Alma's draconic sense of smell was good, but she wasn't any kind of basset hound, and honestly the sweet perfume scents wafting off the collection of scared women all kind of mixed together as she sniffed over them. But Alma realized she was in too deep to appear indecisive, noting that several higher-ups were watching her manage the fiasco that she would assuredly be blamed for. Somebody had to pay for this, and Alma felt like she could handle about four somebodies tonight, maybe five if they were small girls, as her stomach rumbled instinctively in response as her thoughts turned to a predatory nature. The crowd of women could hear the big, blue dragon's awakening appetite as well, a general mood of panic seeming to spread among the gaggle of office ladies Alma had at her disposal. At near random, trying somewhat to hone in on the smell of Vanilla, Alma singled out five exotic women from the crowd, each girl responding to her wordlessly pointing talon with different displays of abject terror. Still, the girls feared further angering their corporate dragon master even more than they apparently feared approaching her, as the five women diligently, hesitantly lined up ahead of the rest, as the relieved crowd of girls stared transfixed. They were simultaneously grateful not to be chosen and interested in the fate of those that had.
Alma looked over the five girls she had singled out, each one reeking of a sweet, cloying, natural scent.
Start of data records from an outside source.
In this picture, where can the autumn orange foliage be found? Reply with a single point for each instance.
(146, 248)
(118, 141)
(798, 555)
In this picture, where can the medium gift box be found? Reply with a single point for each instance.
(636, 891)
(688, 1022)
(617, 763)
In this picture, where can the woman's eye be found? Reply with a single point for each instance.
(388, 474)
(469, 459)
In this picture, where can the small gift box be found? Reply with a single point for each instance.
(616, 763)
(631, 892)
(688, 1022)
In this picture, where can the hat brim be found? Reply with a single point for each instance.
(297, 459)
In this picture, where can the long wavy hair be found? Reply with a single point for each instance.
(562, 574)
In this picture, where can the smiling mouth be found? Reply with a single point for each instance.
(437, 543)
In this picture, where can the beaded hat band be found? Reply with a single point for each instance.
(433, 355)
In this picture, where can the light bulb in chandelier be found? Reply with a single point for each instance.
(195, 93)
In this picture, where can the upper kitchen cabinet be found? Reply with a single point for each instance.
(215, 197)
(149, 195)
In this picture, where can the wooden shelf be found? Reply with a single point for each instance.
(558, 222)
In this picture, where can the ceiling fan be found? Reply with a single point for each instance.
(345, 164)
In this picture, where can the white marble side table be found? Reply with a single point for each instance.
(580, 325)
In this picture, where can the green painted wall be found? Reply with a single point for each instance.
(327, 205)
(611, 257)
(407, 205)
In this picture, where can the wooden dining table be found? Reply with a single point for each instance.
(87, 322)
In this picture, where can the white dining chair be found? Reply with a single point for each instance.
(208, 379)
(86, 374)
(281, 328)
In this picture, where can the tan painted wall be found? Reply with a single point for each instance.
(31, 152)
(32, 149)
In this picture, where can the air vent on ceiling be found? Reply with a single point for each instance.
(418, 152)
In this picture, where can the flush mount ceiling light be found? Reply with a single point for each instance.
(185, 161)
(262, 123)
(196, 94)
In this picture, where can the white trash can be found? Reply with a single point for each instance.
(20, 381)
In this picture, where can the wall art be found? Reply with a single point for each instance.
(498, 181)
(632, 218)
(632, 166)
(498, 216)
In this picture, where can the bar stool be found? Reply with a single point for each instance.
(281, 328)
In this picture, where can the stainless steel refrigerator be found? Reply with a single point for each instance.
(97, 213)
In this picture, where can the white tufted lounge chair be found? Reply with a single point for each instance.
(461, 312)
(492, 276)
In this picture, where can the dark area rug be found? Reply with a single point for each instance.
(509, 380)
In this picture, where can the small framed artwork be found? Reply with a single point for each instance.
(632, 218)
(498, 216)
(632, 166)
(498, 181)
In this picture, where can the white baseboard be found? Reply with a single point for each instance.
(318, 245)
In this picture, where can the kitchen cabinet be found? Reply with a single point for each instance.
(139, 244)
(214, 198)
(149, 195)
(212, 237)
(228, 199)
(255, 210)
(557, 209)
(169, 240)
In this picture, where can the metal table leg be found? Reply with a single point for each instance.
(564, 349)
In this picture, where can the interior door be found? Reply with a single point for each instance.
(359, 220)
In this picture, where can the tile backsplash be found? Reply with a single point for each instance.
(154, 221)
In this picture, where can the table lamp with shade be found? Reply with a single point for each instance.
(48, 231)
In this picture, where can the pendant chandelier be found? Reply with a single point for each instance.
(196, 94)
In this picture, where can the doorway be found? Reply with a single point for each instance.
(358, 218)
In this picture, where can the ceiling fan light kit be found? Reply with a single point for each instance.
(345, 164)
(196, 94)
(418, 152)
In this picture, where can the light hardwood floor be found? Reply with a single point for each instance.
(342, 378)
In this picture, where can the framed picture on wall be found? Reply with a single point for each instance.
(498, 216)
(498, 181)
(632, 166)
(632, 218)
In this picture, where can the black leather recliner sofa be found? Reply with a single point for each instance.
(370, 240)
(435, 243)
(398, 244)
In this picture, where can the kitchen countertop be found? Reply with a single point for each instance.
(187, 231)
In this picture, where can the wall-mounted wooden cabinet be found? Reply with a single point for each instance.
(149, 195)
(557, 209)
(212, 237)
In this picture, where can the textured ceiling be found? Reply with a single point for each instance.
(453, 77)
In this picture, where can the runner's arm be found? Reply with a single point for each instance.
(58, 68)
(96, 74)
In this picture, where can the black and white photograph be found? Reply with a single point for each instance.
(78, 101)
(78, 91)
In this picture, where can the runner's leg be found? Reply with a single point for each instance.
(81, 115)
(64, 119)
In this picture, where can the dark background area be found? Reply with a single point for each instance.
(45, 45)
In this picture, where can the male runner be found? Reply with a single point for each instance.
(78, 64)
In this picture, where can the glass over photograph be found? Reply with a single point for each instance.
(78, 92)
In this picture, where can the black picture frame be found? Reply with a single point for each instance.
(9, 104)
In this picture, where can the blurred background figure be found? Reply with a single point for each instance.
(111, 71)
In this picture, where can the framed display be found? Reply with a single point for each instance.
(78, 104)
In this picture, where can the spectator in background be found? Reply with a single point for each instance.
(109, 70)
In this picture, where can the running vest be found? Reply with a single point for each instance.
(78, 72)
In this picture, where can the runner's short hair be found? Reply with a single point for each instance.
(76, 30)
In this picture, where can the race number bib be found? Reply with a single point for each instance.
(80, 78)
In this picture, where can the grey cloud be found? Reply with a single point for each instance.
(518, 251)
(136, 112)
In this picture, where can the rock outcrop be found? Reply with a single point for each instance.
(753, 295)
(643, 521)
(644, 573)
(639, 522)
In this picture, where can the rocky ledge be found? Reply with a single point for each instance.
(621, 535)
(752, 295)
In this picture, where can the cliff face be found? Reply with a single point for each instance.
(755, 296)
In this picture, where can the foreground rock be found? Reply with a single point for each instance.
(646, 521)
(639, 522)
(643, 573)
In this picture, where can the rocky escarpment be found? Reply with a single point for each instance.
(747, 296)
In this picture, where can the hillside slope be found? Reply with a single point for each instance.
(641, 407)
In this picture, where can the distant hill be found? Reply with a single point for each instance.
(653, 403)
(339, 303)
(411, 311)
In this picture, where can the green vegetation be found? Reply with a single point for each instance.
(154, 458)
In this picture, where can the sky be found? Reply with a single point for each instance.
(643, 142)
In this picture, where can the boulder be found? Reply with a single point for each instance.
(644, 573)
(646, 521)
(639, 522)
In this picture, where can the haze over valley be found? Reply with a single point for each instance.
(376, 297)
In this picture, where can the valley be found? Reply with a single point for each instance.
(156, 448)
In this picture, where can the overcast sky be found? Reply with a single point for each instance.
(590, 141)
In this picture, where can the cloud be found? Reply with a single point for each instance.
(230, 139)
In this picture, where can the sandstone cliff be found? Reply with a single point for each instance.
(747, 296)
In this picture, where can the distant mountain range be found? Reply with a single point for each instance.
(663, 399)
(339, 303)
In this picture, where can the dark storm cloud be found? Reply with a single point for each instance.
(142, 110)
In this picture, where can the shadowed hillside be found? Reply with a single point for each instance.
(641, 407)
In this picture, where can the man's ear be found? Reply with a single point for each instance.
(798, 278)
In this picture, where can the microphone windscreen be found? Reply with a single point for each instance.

The first was a brightly plumed harpy girl, dressed in a smart, expensive female business suit, which had such a short skirt, Alma could almost see up to where her tail-feathers connected to the scared harpy girl's perky little rump. The second was a rubbery, slimy salamander girl, Alma picking her more to taste her exotic flavor, than for any other reason. The third was a robust, thick-bodied Minotaur woman, Alma's mouth watering at the prospect of chowing down on some prime beef. The fourth was an especially scared elf, doomed to a gooey fate for her big tits and wide hips, which Alma couldn't wait to send sliding down her tight dragon throat. Finally, a small red-headed human intern was lined up with the rest, Alma not wanting to appear to be cherry-picking the more outlandish women for their unique flavors. The dragoness paced in agitation in front of the five women, who all responded to the horrifying implications of the situation in their own way. Alma was struggling to choose which delectable little female morsel to start with, as her eyes locked with the big, teary green eyes of the blonde elf, and beckoned her over with a curling talon. The elf staggered forward hesitantly, as Alma bent low, and opened her drooling pink mouth expectantly. The elf stared forward at the yawning pink maw of the predatory dragoness, her courage faltering as the full horror of her impending fate in Alma's belly began to sink in, her view of Alma's convulsing pink gullet causing her eyes to widen with fright.